Londons Bürgermeister wirbt für den Brexit. Er hat gute Gründe dafür – mit denen sich EU-Befürworter auseinandersetzen sollten.

Beim Wahlkampf vor rund einem Jahr waren sie noch im selben Boot: Boris Johnson und David Cameron. Foto: dpa

W enn der populärste Politiker Großbritanniens für einen Austritt seines Landes aus der EU wirbt, hat nicht nur David Cameron ein Problem. Natürlich hat sich Londons Oberbürgermeister Boris Johnson mit seinem Statement zunächst als Favorit für die Nachfolge des britischen Premiers empfohlen. Ein Nein der Briten zur EU beim Referendum am 23. Juni dürfte zu Camerons Sturz führen, und dann würde der wichtigste EU-Gegner zwangsläufig der nächste Premierminister.

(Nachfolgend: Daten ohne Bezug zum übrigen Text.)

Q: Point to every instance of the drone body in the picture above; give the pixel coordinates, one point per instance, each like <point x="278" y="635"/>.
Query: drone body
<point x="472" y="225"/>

Aber es geht um mehr: um ein Urteil über Europa, das alle Europäer zum Nachdenken bewegen sollte. Brexit-Befürworter wie Johnson sind keine kleingeistigen Nationalisten, die sich auf ihrer Insel verkriechen wollen. Sie nehmen die ganze Welt in den Blick und stellen fest, dass Europa davon nur ein schrumpfender kleiner Teil ist – mehr Vergangenheit als Zukunft. Sie wollen sich der ganzen Welt stellen, und dafür wollen sie die Kontrolle über die eigene Politik zurückgewinnen.

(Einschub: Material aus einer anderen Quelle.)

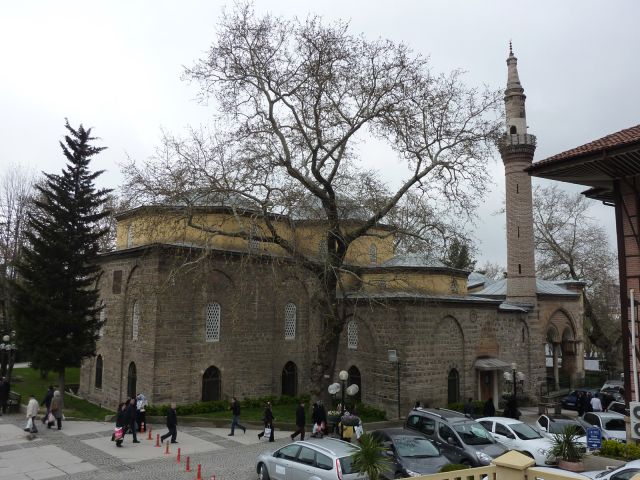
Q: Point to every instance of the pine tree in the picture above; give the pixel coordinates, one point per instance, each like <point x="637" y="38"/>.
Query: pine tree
<point x="56" y="307"/>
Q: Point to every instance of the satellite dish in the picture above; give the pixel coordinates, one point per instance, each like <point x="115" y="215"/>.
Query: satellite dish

Das ist keine Empire-Nostalgie. Der imperiale Reflex liegt eher bei denen, die behaupten, nur vereint könnten die Europäer global „bestehen“ – also so mächtig sein wie früher, als das weiße Europa alle anderen beherrschte.

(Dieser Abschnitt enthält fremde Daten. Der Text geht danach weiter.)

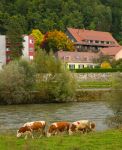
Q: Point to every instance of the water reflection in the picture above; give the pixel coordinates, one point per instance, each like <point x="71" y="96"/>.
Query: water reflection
<point x="12" y="117"/>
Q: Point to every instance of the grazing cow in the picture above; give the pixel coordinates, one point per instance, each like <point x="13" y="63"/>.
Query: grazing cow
<point x="83" y="126"/>
<point x="29" y="127"/>
<point x="58" y="127"/>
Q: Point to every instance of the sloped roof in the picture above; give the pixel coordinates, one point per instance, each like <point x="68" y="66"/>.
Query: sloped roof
<point x="111" y="51"/>
<point x="82" y="34"/>
<point x="77" y="57"/>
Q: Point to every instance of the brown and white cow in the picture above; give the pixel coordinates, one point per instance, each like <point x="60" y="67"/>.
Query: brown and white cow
<point x="83" y="126"/>
<point x="29" y="127"/>
<point x="58" y="127"/>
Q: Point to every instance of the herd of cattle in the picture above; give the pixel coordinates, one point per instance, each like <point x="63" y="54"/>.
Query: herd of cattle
<point x="83" y="126"/>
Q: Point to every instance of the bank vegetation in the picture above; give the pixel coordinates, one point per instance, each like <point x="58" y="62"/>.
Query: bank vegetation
<point x="43" y="80"/>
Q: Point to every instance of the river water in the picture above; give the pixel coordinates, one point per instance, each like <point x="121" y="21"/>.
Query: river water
<point x="14" y="116"/>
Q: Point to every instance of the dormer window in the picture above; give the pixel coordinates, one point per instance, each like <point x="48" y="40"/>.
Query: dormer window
<point x="77" y="57"/>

Aus Sicht der britischen EU-Gegner ist die Europäische Union dem Untergang geweiht, gescheitert am eigenen Anspruch der „immer engeren Union“ – dem Endziel eines politisch geeinten Europas. Dieser Anspruch, sagen sie, sei totalitär; er funktioniere nicht, wie Eurokrise und Flüchtlingskrise beweisen; er bewirke Gegenreaktionen wie das Erstarken des Rechtspopulismus, die Europa erst recht gefährdeten. Deswegen müsse die politische Gestaltungsmacht rechtzeitig zurück in die Nationalstaaten verlagert werden, um diese nicht den Nationalisten zu überlassen.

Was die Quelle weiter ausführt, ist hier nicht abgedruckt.